June 2015 | Mechanics

Our June outing focused on mechanical skills, opportunities to work with your hands, and redeeming a "broken" situation.

Our goals for the outing:
-Skills they can use now to create self transportation
-Uncover and cultivate interests in mechanics, assembly, engineering, troubleshooting, art 
-Exposure to careers via tech school and skills training
-Unveiling how God restores a hopeless broken situation into a life purpose

To demonstrate this at a relatable level, we visited our friends at Redemptive Cycles for a starter course in bike repair. The kids literally learned the "nuts and bolts" of mechanics, different types of tools and how to use them, designing and crafting things instead of buying them, the engineering behind the bicycle, a brief welding demo, examples of metal art, and how Redemptive serves the community through their earn a bike program.
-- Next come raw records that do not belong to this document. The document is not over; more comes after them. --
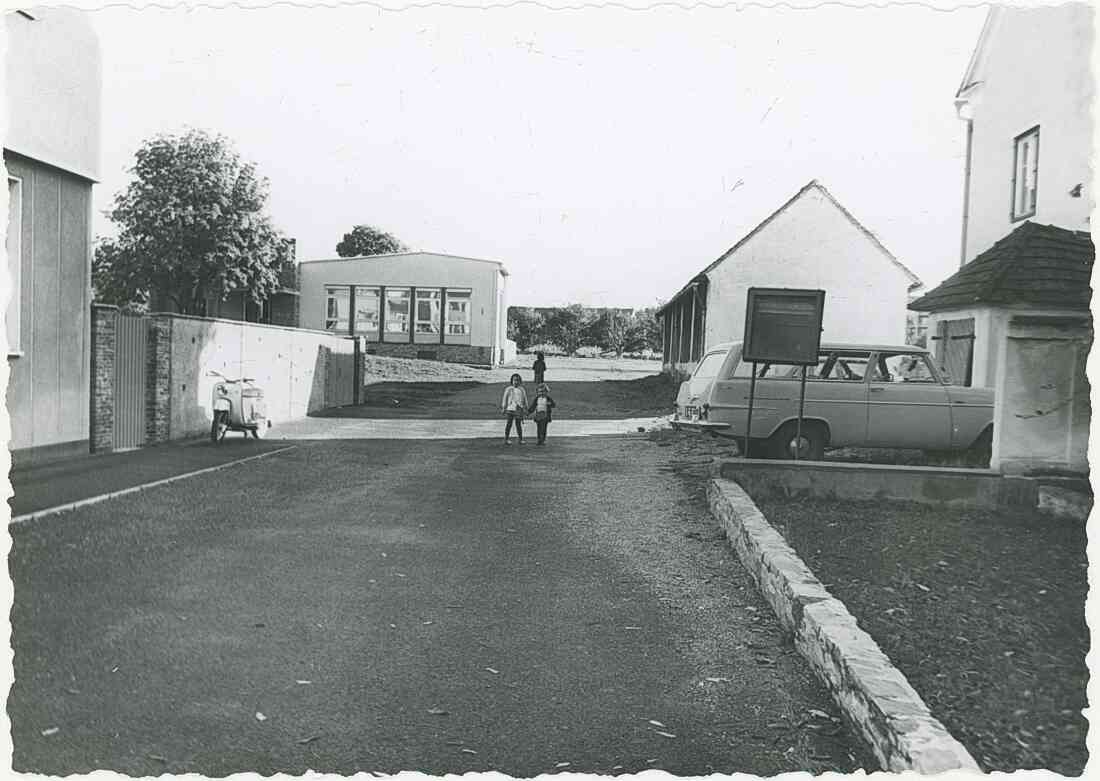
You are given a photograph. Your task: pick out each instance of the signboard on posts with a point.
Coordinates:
(783, 326)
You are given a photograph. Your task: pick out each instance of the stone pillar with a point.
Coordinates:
(1042, 409)
(105, 319)
(158, 380)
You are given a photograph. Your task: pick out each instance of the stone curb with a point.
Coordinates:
(873, 695)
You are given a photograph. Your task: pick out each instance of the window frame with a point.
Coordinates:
(1029, 210)
(430, 296)
(460, 296)
(336, 293)
(372, 331)
(392, 293)
(13, 245)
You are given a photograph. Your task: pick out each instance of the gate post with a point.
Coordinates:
(105, 320)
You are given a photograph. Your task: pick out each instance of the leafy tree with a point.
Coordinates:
(526, 327)
(365, 240)
(567, 327)
(191, 224)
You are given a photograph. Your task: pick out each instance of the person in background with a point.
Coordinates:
(540, 367)
(514, 405)
(540, 408)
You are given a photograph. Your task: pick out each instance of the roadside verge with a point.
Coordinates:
(875, 696)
From Redemptive, we headed to Railroad Park for lunch and our Bike Build Challenge. The kids took the skills they learned and divided into 3 teams. Each team was given a broken or disassembled bike in need of repair. In timed trials, they repaired the bike and rode it in relay fashion to the finish line. 

With the broken bikes as our example, we discussed how something seemingly broken and useless could gain new life through a redeeming process. If we had left the bikes as-is at the park, they would rust and decay or be scrapped. In the same way we gave bikes another chance, Christ offers redemption from our broken situation for a life filled with purpose.

 

July will be our annual month of service. We'll visit the Alabama Veterans Memorial to pick up trash around the park, serve veterans, hear their stories, and learn about opportunities to serve in the military.